Furthermore, both before and after fluid loading there was a significant correlation between SVV and the absolute values of Vt (Fig. 1a, c), demonstrating the predominant contribution of Vt on SVV. After fluid loading this correlation was even closer, although SVV was reduced (Fig. 1c). This demonstrates that on the shallower part of the left ventricular Starling curve, i.e., when left ventricular filling is adequate, SVV is nearly determined solely by Vt. On the other hand, during volume responsiveness, i.e., on the steeper part of the Starling curve, poor ventricular filling (and thus low preload) additionally contributes to SVV.

However, measuring SVV by arterial pulse contour analysis in its present form does not allow a possible initial augmentation in stroke volume during early inspiration to be differentiated, which might specifically contribute to SVV during the phases of sufficient ventricular filling or potential ventricular overload. This differentiation has been reported for SPV by analysis of its delta up component, which, however, requires a short phase of apnea for determination [13]. Moreover, the present study did not focus on the specific changes in right ventricular hemodynamics under positive pressure ventilation and its contribution to these heart-lung interactions [15].

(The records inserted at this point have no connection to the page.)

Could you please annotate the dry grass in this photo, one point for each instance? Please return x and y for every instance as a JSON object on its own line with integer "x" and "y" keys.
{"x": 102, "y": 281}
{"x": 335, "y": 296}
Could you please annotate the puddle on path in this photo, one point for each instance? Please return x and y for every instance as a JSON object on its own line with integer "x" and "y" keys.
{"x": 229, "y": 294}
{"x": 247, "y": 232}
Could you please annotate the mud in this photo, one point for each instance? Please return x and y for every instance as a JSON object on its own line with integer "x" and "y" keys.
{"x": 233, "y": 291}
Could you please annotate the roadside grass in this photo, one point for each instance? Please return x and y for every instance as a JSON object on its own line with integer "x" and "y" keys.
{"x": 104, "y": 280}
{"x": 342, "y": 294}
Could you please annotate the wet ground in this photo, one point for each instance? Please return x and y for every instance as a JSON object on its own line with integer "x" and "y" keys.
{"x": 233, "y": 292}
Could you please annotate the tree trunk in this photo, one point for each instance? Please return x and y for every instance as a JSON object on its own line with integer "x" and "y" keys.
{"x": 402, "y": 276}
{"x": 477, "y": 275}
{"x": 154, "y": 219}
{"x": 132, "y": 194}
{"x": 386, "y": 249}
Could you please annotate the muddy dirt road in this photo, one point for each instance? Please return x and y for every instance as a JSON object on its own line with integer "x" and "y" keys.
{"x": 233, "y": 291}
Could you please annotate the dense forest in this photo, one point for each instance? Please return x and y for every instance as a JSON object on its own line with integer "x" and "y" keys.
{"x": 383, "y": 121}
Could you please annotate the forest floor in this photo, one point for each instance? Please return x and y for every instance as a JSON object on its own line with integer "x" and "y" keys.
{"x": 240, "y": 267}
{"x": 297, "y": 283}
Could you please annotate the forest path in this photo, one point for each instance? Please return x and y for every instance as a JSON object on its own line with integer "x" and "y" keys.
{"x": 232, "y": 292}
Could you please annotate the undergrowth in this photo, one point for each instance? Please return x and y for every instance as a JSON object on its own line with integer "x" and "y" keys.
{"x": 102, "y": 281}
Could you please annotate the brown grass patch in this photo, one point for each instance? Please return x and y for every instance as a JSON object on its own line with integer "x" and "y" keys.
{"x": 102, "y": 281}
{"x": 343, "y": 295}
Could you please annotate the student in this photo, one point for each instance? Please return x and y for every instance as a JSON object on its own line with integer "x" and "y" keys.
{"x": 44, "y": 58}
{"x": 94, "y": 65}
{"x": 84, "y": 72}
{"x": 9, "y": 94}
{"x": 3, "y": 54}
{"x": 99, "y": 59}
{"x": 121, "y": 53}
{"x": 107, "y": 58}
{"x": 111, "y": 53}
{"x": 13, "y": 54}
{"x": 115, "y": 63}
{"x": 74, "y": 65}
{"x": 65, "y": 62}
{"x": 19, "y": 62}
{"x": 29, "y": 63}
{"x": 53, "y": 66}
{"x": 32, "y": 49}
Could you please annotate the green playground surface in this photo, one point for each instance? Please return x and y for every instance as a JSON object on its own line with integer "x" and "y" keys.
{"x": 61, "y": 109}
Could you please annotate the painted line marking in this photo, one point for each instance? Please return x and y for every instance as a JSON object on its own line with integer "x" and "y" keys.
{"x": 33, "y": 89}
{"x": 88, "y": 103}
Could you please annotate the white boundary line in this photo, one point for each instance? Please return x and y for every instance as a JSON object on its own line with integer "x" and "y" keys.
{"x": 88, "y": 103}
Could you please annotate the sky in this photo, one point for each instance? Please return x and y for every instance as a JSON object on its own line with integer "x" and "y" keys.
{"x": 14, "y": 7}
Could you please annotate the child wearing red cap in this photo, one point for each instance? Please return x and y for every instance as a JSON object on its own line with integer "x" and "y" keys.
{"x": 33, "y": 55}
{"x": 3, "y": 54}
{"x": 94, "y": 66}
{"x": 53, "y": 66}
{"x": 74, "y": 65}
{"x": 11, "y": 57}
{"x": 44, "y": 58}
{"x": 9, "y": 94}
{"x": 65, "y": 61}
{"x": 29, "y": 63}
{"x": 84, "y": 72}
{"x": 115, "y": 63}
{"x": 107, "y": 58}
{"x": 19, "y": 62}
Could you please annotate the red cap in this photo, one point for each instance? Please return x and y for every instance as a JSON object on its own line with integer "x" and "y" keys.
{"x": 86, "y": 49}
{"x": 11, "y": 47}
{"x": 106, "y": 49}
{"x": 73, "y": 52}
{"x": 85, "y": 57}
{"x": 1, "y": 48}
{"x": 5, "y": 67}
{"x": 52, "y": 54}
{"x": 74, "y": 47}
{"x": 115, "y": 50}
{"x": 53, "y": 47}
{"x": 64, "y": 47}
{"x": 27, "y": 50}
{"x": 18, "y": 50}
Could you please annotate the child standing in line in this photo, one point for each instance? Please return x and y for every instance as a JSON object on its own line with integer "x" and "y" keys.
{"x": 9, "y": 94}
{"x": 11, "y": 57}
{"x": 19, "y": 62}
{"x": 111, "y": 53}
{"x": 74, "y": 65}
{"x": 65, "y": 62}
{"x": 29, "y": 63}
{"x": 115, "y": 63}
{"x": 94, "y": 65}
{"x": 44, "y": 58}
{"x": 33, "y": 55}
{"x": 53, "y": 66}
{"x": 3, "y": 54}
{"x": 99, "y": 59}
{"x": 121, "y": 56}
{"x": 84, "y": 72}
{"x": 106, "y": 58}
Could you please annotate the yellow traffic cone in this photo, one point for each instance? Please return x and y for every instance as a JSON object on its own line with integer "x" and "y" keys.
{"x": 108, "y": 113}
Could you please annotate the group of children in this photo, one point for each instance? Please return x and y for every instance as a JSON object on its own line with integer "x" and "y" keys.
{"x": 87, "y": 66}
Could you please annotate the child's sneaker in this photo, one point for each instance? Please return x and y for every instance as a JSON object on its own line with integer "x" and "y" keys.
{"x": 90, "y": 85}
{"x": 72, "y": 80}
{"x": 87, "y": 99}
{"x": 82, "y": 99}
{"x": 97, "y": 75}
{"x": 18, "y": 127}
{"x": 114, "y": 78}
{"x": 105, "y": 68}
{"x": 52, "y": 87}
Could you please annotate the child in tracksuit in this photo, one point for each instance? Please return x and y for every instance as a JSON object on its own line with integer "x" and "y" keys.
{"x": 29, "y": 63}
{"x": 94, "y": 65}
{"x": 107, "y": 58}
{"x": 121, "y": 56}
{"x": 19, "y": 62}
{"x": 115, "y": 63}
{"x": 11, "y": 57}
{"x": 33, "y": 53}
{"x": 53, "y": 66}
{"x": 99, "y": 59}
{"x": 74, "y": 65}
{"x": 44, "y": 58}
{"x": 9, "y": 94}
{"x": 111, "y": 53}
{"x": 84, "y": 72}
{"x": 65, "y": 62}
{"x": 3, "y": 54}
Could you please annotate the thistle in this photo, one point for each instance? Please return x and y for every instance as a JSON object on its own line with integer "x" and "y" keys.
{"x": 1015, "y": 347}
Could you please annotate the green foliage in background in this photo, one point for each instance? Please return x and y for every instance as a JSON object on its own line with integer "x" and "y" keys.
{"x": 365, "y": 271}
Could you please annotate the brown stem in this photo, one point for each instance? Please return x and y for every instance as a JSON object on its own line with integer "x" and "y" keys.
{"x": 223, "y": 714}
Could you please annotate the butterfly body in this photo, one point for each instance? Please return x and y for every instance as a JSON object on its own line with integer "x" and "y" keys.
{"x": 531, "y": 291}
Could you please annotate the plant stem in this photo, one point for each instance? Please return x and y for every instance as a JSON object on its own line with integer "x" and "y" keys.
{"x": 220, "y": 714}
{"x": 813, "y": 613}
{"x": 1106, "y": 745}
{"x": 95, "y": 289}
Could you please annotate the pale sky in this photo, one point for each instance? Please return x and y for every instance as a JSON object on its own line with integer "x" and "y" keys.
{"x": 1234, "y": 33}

The present study found no significant correlation between peak airway pressure and SVV as tidal volume was varied, which could be theoretically expected. This might be explained by differing chest wall and pulmonary compliances among subjects. Thus, changing tidal volume potentially had different effects on pleural pressure and hence SVV. Another potentially contributing factor was the lacking pericardial constraint in these patients due to the surgical procedure. Therefore the effect of a modulation in left ventricular afterload which is potentially caused as well by a rise in intrathoracic pressure during mechanical inspiration might have been different from the "physiological" state of an intact pericardium. However, this observation needs further and focused investigation.

In summary, we found that in addition to by intravascular volume state SVV is influenced by the depth of tidal volume under mechanical ventilation. Therefore this effect must be regarded when using SVV for functional preload monitoring.